The Phoenix Open Mic event had students flocking in just before 12:30 p.m. to register to perform or just to take a seat.
As you entered the auditorium you would have been greeted by the current President of the Phoenix Literacy and Arts Society (PLAS), Jeff Henry. Laid out on the table were copies of the 2011 Phoenix for purchase for $5 and the new publication “Phoenix Now” given for free.
PLAS Open Mic events capture the attention of those who can appreciate raw talent and relish in thought provoking literary imagery. Jeff Mosgaller, resident of West Allis, came to support his friend, Richard Plevak, III. “It’s great to come out to listen from one storyteller to another,” says Mosgaller, about his invitation to the event.

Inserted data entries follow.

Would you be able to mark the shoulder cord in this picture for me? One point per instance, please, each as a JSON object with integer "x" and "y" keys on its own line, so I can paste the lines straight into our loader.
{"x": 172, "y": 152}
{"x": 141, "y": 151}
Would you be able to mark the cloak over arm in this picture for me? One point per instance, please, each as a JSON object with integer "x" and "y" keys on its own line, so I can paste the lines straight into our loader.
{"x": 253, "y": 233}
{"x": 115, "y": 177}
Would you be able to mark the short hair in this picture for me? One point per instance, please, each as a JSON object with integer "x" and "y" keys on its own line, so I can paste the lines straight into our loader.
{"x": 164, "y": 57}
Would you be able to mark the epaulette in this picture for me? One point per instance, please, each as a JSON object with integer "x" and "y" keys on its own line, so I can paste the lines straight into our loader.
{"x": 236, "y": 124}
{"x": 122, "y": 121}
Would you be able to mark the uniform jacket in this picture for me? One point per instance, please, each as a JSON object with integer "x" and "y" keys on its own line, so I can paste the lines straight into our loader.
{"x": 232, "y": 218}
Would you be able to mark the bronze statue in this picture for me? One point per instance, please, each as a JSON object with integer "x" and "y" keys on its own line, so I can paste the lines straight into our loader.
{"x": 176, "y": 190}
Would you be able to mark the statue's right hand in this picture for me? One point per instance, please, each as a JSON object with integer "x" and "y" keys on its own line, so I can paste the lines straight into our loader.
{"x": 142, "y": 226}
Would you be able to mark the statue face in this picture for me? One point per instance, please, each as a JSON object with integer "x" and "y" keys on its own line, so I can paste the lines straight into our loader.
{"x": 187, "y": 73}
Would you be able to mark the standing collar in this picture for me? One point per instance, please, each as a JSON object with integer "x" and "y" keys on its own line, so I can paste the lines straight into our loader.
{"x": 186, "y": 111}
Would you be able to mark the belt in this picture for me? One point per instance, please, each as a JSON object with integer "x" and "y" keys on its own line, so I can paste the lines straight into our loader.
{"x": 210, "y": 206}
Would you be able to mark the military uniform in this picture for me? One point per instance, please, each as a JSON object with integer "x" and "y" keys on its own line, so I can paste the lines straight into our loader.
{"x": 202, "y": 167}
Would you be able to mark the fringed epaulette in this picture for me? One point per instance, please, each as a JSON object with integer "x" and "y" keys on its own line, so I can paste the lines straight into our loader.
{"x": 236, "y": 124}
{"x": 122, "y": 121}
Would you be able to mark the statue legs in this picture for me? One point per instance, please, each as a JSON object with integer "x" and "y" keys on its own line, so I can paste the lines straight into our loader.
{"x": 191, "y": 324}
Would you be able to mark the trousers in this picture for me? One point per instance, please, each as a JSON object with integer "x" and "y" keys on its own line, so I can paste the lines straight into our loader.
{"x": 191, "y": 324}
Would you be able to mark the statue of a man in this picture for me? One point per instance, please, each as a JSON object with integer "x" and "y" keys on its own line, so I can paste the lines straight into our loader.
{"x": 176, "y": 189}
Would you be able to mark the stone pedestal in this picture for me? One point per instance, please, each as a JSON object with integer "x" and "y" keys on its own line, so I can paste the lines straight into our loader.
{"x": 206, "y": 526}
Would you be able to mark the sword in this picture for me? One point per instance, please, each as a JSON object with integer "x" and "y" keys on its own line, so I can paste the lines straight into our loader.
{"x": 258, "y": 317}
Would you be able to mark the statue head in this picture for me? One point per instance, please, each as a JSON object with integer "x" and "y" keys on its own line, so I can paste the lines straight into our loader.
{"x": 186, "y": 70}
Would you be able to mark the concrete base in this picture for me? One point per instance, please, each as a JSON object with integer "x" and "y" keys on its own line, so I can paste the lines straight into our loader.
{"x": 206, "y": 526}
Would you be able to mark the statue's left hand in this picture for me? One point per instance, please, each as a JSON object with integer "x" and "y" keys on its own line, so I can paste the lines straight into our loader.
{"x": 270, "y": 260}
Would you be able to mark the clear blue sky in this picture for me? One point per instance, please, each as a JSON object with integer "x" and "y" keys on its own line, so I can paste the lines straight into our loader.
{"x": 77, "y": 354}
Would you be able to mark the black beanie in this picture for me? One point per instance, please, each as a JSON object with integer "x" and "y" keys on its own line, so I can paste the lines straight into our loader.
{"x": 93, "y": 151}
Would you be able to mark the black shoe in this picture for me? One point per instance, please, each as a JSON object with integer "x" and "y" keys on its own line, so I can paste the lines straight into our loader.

You might be a spectator the first half, but by the second half you might have something in the back of your mind ready to share with the crowd. Performers came from all campuses to enlighten the audience with their artistry.
Jason Kolodzyk, Faculty Advisor of The Phoenix and English Instructor, set the crowds tone with the rules of the Open Mic. Very simply and accommodating to all, just be mindful of the language being used and audience respect the performer. After each artist has performed, show them some love. With that awareness out the way, Vice-President of PLAS, Brandon Haut started to emcee the show.
Each performer stood up and got to the microphone, giving the audience a spectacular array of emotions.
Some artists made you really think, others put your heart in a sullen mood.
No matter who you are or where you sat in the auditorium, you were among those who felt the positive affects of true talent. Malcolm Lane, student from the Downtown Campus, set the mood for the Open Mic with his powerful poem entitled “Love Coat.”
He electrically charged the audience with his poise and articulated thoughts. Next, Yung Thompson, student from the North Campus, shared a powerful essay of poverty in Korea. The silence was amazing as she captivated the audience, intensely listening to her story.
Thunderous applause echoed after she finished reading her essay, however, on her face the emotions still loomed.
The Phoenix organized a tremendous event for individuals to participant and also to enjoy as spectators.
They are really innovators for the community as well as for the students of MATC.
Get involved! The next Open Mic will be on May 1st at the West Campus. The theme for that Open Mic will be “Rebirth”, so mark your calendars and come to support PLAS.
You just might find out more than imagined about yourself through expression.